As I watch that 2 minute kata performance of yours, I notice a few things that, in my mind, make me believe that this may not be The Lost Kata of Uechi-RyuTM. For example:
- This is the only kata where there are overt and definitive steps backwards.
- This is the only kata where there are attacks to the side (eg. the three elbow strikes while sliding to the right)
- There isn't a Sanchin strike in the entire kata. I know that there are Sanchin arm positions in certain spots, but there isn't an arm strike.
- The kicks: There are more kicks, and of varied types, than in the other kata. Sanseiryu has one front kick in it, but Superempi has lots of kicks, and not just front kicks. There are sokuto-geri, stomps, high front kick and front kicks with the rear foot.
Now, there are some elements that do seem to support it's possible position in the Uechi Pantheon
- Kakushken strikes. I haven't seen these in any other martial arts I've seen (but then again, I haven't seen too many...)
- The use of other weapons, practiced only in hojo-undo that appear no where else in The Big Three, but in the 5 "made-up" kata, like the wrist strikes, roundhouse punches (albeit with shokens), shuto and the aforementioned sokuto-geri.

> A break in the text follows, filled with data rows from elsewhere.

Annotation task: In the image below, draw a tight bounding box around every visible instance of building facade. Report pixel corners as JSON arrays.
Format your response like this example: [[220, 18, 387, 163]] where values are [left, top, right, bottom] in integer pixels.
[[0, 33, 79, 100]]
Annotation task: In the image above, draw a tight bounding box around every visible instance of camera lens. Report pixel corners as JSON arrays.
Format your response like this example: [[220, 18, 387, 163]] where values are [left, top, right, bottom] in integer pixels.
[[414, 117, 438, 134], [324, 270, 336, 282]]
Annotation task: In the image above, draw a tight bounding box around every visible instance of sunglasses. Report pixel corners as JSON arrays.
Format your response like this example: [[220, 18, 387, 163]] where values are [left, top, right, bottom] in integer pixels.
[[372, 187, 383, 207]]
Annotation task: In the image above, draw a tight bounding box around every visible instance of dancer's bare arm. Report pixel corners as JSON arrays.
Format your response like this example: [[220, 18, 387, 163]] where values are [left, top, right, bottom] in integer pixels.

Now, there is no doubt to me that this kata shares many of the same fighting concepts in certain Uechi kata, like the use of shokens and other pointy-ended weapons, the wa-uke circle thingy and the low, penetrating kicks. However, to me it seems such a radical departure from the other Uechi kata that I have real tough time thinking a brother-brother relationship exists. Maybe a cousin-cousin relationship.
Now, don't get me wrong, I really do want to believe that this kata is it. It looks like a fun one to do, and has some cool stuff in it (like grabbing some dude's head and cracking it on your knee and not to mention the chi-chi puppies) and maybe one of these years I'll get to learning it. But its differences appear to outweight it's similarities.
Now I don't really want to start a debate as to whether it is or it isn't, but unless there is something deeper I'm missing, I'd really like more evidence.